If the buyer is using cash, the listing agent should insist on receiving a recent proof of funds, like a bank account statement, documenting that the buyer has the cash they’ll need to close on hand.


2. Is there anything you’d like? 
 This question is all about personal property - the “stuff” that’s inside your home, from your furniture to your home electronics (not including the children - or the in-laws, if you have some in residence).  If you have things that are in great condition, are difficult to move, are very well-suited or custom-made for the home or that you were planning to sell in the course of your move anyway, you might want to ask your home’s buyer if they are interested in them. Maybe you have a price in mind, or maybe you are willing to give it away for the convenience of not having to move it - I’ve even seen sellers who can’t meet a buyer’s counteroffer by reducing the price instead offer up a valuable item of property instead, sealing the deal that way.  

If you do agree to leave some things behind - whether for a fee or for free, make sure you explain to the buyer in writing that you cannot offer a warranty on the item(s), and work with your broker or agent to ensure that the paperwork doesn’t run afoul of any lender guidelines.


3. For offers over the asking price: What’s your plan if it doesn’t appraise? 
Even on today’s market, a well-priced home in a great neighborhood can generate multiple offers, with the top offer usually exceeding the asking price. The problem is that if the recent sales in the area aren’t in that same price range as your amazing offer, your home could very well fail to appraise for the asking price (low appraisals are a very common problem these days - causing thousands of transactions to fall out of escrow).  And the other problem is that some crafty buyers count on this, strategizing to make a sky-high offer to beat the others out, planning all the while to demand a price reduction when the property appraises low.

Before you accept an offer that is higher than you or your agent feels your home will realistically appraise for, ask the buyer what they plan to do if the property appraises below their offered price.  Better yet, when it becomes clear that you’ll be receiving multiple offers, let all prospective buyers know that before you accept an over-asking offer, you will either (a) require that the winning buyer waive the appraisal contingency, and/or (b) require an agreement that the successful buyer will make up the difference between the appraised price and the purchase price, and proof that they have the cash on hand to do so.

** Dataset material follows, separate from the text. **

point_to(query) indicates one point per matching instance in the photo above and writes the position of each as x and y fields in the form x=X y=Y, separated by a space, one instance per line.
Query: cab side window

This is a surefire shenanigan minimizer, and will cause people to make only offers they will stand behind later.  (Now, if the home appraises below the listing price, that’s a horse of a different color.)    


4. Did you read the reports? 
Some savvy sellers who know their homes need a little work here and there (or a lot, as the case may be) take the smart step of having their home inspected or appraised in advance of even putting it on the market.  If they can’t afford to do all the work indicated in the report, many will adjust the list price to account for needed repairs, some even going so far as to obtain repair estimates from local contractors and offer them up to prospective buyers in the home’s disclosure packets. 

In their excitement to find a property that meets their needs, some buyers barely skim the reports and may not realize that the list price reflects a discount for the needed repairs.  Best practices for sellers who have advance reports is to require buyers to acknowledge them (as by signing a receipt), and to even call out - in writing - the specific repairs for which the price is being discounted. Some listing agents in these situations even advise their sellers to insist on an as-is contract, so that the buyer has a crystal clear understanding that the seller cannot do any repairs.


That way, you don’t get two weeks into the transaction when the buyer understands the condition problems and (a) bails out of the deal, (b) asks for repairs or for more of a discount, or (c ) has their loan fall apart because a previous FHA appraisal came in low or their lender will not allow the home to be sold with your home’s particular “issues.”